ZUFULOS! ORPHARIONS! RASTRAE! NAUMACHIA HOURLY!

For now, he was content just to be here, walking, promenading, watching and being watched, sizing up and — with any luck — being sized up. It was evening — real evening — in this level of Tier, the time when Night City started to become busy; everywhere was open, nowhere was full, everybody wanted your custom, but nobody was really settling on a venue yet; just cruising, grazing, petting. Genar-Hofoen was happy to be part of that general drift; he loved this, he gloried in it. This was where he felt most himself. For now, there was simply no better place to be, and he believed in entering into the experience with all due and respectful intensity; these were his sort of people, here was where his sort of thing happened and this was his sort of place.
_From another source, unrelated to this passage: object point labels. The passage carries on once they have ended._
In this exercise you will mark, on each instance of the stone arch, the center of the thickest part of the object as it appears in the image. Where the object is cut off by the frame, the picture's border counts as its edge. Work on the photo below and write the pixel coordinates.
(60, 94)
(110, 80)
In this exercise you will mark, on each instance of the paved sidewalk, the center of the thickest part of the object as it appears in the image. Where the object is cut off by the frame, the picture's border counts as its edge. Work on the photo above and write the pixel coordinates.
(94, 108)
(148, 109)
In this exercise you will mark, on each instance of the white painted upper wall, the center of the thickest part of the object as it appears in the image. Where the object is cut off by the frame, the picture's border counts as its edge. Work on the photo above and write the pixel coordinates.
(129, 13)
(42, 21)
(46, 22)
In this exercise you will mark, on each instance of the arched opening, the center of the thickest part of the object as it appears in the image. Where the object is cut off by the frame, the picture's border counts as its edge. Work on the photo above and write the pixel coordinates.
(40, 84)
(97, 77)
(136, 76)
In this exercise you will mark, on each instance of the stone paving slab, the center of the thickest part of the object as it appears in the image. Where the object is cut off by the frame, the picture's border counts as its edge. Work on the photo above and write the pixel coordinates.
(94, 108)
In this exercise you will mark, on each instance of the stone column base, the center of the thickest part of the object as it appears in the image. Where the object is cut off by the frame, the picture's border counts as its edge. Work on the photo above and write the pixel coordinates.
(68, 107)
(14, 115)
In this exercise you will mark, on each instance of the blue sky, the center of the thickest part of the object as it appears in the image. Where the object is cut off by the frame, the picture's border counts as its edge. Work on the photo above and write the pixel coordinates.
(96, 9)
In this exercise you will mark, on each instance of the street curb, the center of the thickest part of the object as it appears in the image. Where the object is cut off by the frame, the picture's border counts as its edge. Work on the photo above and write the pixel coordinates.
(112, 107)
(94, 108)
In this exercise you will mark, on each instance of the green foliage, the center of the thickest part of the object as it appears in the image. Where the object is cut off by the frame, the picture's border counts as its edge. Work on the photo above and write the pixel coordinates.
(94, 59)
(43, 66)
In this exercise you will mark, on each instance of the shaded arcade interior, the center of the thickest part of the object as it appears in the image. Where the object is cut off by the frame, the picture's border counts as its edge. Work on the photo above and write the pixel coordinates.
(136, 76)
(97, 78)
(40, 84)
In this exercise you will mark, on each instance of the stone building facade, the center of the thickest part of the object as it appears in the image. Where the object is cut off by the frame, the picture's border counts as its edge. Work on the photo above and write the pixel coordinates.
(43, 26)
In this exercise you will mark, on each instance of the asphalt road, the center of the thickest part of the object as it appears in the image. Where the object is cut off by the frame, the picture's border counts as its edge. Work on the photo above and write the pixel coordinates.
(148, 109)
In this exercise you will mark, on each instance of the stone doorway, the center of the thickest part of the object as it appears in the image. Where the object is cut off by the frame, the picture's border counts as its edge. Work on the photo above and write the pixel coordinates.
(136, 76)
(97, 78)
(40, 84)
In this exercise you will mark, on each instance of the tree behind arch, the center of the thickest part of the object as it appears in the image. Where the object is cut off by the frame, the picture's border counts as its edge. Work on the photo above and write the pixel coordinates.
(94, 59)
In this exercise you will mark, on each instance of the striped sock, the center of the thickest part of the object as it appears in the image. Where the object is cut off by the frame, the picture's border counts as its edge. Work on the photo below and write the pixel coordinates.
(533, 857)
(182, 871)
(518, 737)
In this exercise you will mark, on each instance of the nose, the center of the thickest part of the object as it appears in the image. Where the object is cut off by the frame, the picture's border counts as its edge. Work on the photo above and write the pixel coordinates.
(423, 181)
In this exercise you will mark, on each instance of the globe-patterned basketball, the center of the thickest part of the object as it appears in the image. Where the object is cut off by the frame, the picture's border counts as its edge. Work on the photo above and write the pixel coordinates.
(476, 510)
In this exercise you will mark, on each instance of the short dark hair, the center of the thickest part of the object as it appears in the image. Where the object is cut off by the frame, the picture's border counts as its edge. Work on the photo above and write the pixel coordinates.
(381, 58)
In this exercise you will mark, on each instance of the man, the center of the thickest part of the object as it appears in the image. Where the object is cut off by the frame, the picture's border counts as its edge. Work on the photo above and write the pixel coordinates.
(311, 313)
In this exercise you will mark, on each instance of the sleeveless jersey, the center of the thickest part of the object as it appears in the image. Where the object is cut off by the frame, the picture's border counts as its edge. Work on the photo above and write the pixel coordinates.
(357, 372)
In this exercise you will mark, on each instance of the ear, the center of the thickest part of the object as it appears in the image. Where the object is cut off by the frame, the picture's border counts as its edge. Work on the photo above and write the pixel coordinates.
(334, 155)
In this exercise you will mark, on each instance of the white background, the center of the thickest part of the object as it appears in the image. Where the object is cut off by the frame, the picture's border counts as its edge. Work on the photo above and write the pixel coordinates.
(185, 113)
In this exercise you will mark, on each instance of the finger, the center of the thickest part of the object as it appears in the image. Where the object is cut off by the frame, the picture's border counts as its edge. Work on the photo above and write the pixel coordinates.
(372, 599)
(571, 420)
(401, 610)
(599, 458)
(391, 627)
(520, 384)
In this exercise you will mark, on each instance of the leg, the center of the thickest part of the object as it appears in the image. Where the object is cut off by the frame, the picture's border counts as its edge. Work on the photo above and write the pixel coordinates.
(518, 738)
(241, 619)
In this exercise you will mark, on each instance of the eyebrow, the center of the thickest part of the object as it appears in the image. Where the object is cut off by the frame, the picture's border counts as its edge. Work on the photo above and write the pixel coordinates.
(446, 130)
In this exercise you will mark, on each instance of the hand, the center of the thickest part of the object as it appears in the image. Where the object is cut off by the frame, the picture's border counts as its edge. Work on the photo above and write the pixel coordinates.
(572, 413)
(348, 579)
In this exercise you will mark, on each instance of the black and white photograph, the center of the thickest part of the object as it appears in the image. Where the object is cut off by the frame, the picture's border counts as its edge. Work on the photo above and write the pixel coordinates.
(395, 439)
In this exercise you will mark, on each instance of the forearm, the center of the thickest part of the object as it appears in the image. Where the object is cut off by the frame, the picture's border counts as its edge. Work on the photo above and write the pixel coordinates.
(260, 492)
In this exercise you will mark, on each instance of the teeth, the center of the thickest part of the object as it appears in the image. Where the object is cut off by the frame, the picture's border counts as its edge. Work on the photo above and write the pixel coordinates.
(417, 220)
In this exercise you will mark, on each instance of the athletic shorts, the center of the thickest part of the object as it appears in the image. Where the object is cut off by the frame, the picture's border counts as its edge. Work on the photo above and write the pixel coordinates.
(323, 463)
PILIOUS OMADHAUNS INVITE RASURE! LAGOPHTHALMISCITY GUARANTEED WHEN YOU SEE THE JEISTIECORS AND LORICAS OF OUR MARTICHORASTIC MINIKINS!

He saw her outside a Sublimer sekos set under the rotundly swollen bulk of a building shaped like a giant resistor. The entrance to the cult's sacred place was a brightly shining loop, like a thick but tiny rainbow layered in different shades of white. Young Sublimers stood outside the enclosure, clad in glowing white robes. The Sublimers — each tall and thin — glowed, too; their skin glowed gently, pallid to the point of unhealthy-looking bloodlessness. Their eyes shone, soft light spilling from the wide, open whites, while the same half-silvery light was projected from their teeth when they smiled. They smiled all the time, even when they were talking. The woman was standing looking at the pair of enthusiastically gesticulating Sublimers with an expression of amused disdain.

She was tall, tawny-skinned. Her face was broad, her nose thin and almost parallel with the planes of her cheeks; her arms were crossed, her body tilted back from the two young people, her weight taken on one black-booted heel as she looked down that long nose at the shining Sublimers. Her eyes and her hair looked as dark as the featureless shadowrobe which hid the rest of her frame.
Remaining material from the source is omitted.